The reply to the letter, he said, should be sent not to the congressmen but to the families of the hostages and the American nation, to inform them that their government is deceiving them.

This quaint twist of reasoning was echoed in a message sent by President Abolhassan Bani-Sadr to the Islamic Association in the US. He said: "I have repeatedly said that it is the United States itself which is obstructing a solution to the hostage crisis. Again and again it creates problems so that the issue remains unsolved. Whenever there is talk of a plan for a solution to the crisis, we witness one of these games."

Actually, the crisis with the Iranian students in Washington erupted about the time the Iranian parliament was to have taken up the hostage issue.

This was expected to come about after the Majlis (parliament) had given its approval to a prime minister nominated by Mr. BaniSadr. That step was effectively postponed after opposition arose in the Majlis to the nomination.

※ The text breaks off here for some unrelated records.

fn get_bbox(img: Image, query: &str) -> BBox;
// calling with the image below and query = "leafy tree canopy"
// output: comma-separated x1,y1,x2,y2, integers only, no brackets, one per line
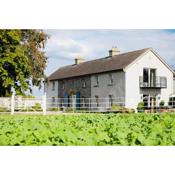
0,29,49,97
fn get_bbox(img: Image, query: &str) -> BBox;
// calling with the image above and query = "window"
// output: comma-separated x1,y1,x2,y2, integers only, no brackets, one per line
70,80,74,87
109,95,113,108
52,81,55,91
143,95,149,108
94,75,99,87
81,97,85,108
52,97,55,105
95,95,99,108
143,68,157,87
143,68,149,83
82,79,86,88
62,82,65,89
108,74,114,85
150,69,156,86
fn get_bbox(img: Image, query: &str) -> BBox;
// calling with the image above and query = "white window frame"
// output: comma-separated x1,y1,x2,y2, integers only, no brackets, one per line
95,95,99,108
52,97,55,105
81,97,85,108
108,94,113,108
52,81,55,91
108,74,114,86
62,82,65,89
82,79,86,88
94,75,99,87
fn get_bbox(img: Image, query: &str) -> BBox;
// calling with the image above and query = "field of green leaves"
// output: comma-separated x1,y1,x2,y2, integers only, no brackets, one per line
0,113,175,145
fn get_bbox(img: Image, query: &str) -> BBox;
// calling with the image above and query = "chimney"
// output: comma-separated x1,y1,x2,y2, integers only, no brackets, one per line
109,47,120,57
75,56,85,65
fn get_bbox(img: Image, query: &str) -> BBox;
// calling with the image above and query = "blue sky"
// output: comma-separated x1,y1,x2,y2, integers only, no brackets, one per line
33,29,175,96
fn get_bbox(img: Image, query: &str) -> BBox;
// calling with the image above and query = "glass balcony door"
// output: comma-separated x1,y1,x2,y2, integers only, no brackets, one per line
143,68,149,85
150,69,156,87
143,68,156,87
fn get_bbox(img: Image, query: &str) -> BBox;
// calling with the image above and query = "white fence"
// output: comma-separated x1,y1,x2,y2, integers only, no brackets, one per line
0,95,126,114
1,94,175,115
0,94,44,114
46,97,126,112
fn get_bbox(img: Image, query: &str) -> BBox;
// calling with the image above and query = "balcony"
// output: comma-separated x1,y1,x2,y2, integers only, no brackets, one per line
139,76,167,88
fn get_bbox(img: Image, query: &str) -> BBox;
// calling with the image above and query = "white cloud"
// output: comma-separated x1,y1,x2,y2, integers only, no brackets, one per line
46,37,90,59
45,30,175,66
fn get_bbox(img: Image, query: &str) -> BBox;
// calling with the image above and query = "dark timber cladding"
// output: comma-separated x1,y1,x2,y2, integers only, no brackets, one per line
48,48,149,80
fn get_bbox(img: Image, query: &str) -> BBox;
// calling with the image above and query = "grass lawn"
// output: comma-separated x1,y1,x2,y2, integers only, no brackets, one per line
0,113,175,146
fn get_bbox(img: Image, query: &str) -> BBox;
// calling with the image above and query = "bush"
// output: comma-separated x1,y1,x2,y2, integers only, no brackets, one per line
111,104,123,111
19,108,35,112
126,108,135,113
32,103,42,111
48,108,60,111
137,102,144,112
0,107,9,112
22,94,35,99
159,100,165,107
64,107,74,113
110,105,135,113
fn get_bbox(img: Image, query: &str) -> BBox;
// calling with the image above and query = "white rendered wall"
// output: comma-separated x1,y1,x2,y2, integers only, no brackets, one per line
125,50,174,109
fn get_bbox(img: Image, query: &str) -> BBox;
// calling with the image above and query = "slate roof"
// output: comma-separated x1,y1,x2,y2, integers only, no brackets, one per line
48,48,150,80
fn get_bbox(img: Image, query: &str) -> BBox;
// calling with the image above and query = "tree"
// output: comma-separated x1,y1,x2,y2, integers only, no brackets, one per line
0,29,49,97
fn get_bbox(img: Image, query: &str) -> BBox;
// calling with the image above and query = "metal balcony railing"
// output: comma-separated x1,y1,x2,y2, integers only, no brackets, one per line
139,76,167,88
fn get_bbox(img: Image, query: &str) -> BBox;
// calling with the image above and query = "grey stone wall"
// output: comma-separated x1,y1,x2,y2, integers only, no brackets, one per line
58,76,91,98
91,71,126,111
52,71,126,110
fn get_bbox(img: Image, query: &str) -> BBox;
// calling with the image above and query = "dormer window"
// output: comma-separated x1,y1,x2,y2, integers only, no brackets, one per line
52,81,55,91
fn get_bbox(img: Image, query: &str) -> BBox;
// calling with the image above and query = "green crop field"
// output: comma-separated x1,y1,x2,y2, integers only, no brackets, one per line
0,113,175,146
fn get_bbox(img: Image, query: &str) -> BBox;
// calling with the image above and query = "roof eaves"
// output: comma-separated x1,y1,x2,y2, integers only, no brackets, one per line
123,48,150,72
49,68,124,81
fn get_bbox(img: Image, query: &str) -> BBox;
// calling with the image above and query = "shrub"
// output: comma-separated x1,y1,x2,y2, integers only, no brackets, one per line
48,108,60,111
111,104,123,111
110,104,131,113
159,100,165,107
0,107,9,112
32,103,42,111
20,108,37,112
137,102,144,112
126,108,135,113
23,94,35,99
64,107,74,112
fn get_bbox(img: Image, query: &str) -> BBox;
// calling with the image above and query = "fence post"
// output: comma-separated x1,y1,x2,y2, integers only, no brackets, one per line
11,92,15,115
42,92,46,115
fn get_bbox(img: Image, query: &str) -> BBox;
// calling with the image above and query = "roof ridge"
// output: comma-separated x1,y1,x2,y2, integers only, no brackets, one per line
72,47,150,65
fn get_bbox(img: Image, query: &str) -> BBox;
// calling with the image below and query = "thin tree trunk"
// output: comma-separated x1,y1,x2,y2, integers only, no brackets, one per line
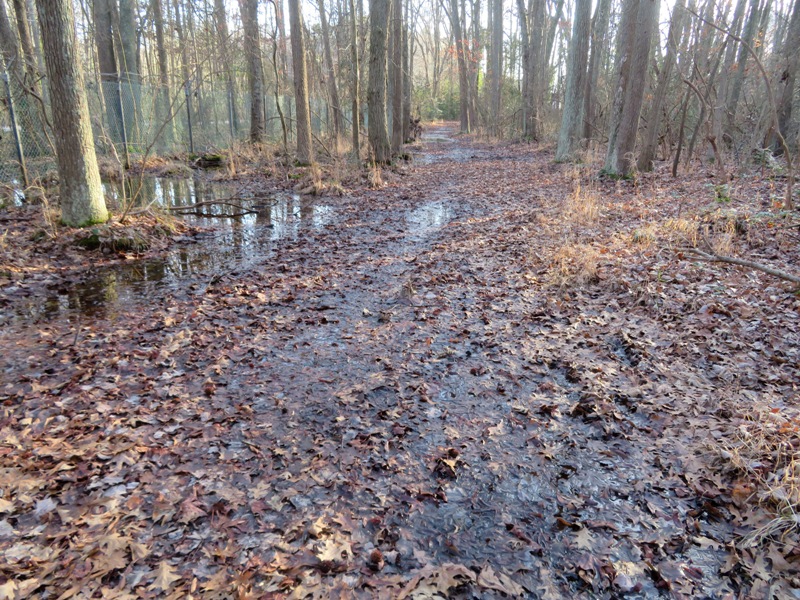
448,0,470,132
402,0,411,141
726,0,761,136
349,0,361,154
638,0,686,171
213,0,239,135
288,0,314,163
555,0,591,160
582,0,611,141
604,0,659,176
489,0,503,135
391,0,403,149
35,0,107,226
153,0,174,148
769,0,800,151
240,0,266,142
318,0,343,142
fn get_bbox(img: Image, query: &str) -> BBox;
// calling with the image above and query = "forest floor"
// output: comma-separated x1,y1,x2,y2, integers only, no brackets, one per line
1,122,800,599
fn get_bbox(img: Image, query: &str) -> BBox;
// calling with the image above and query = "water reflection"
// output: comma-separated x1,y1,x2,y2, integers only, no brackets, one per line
7,177,334,322
406,200,452,238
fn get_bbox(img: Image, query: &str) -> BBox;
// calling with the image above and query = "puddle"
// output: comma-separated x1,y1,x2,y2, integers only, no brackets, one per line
406,200,452,239
4,176,333,322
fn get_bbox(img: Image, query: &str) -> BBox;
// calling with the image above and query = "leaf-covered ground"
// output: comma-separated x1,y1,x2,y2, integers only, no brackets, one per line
2,123,800,599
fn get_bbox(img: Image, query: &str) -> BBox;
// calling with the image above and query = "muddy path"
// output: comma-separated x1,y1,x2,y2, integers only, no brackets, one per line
1,123,798,598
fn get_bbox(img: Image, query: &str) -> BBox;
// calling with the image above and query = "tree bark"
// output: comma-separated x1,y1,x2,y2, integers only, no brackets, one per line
637,0,686,171
489,0,503,135
769,0,800,152
604,0,659,176
726,0,761,137
349,0,361,157
391,0,403,150
318,0,343,141
11,0,37,84
152,0,174,148
288,0,314,163
92,0,124,143
448,0,470,132
349,0,361,154
35,0,108,226
402,0,411,141
368,0,391,161
239,0,266,142
555,0,590,160
581,0,611,141
213,0,239,136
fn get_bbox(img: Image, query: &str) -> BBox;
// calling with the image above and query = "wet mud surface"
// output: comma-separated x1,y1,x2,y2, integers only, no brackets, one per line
1,124,798,598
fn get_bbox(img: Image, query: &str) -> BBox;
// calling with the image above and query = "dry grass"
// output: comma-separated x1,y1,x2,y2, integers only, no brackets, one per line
368,164,385,189
563,175,601,226
716,404,800,546
546,243,601,288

For all practical purposes, Mr. Bani-Sadr had to withdraw the name he had proposed while a search continued for a man who would be acceptable to a house dominated by the Islamic Republican Party.

Probably sensing that the delay in finding a prime minister could be indefinite, Ayatollah Hashemi-Rafsanjani said in a Tehran address the day the Shah died that a parliamentary commission would begin studying the issue of the hostages that week.

But since the incidents between the police in Washington and the students of the Islamic association were blown out of proportion by Islamic groups inside Iran, there has been no more talk about the commission.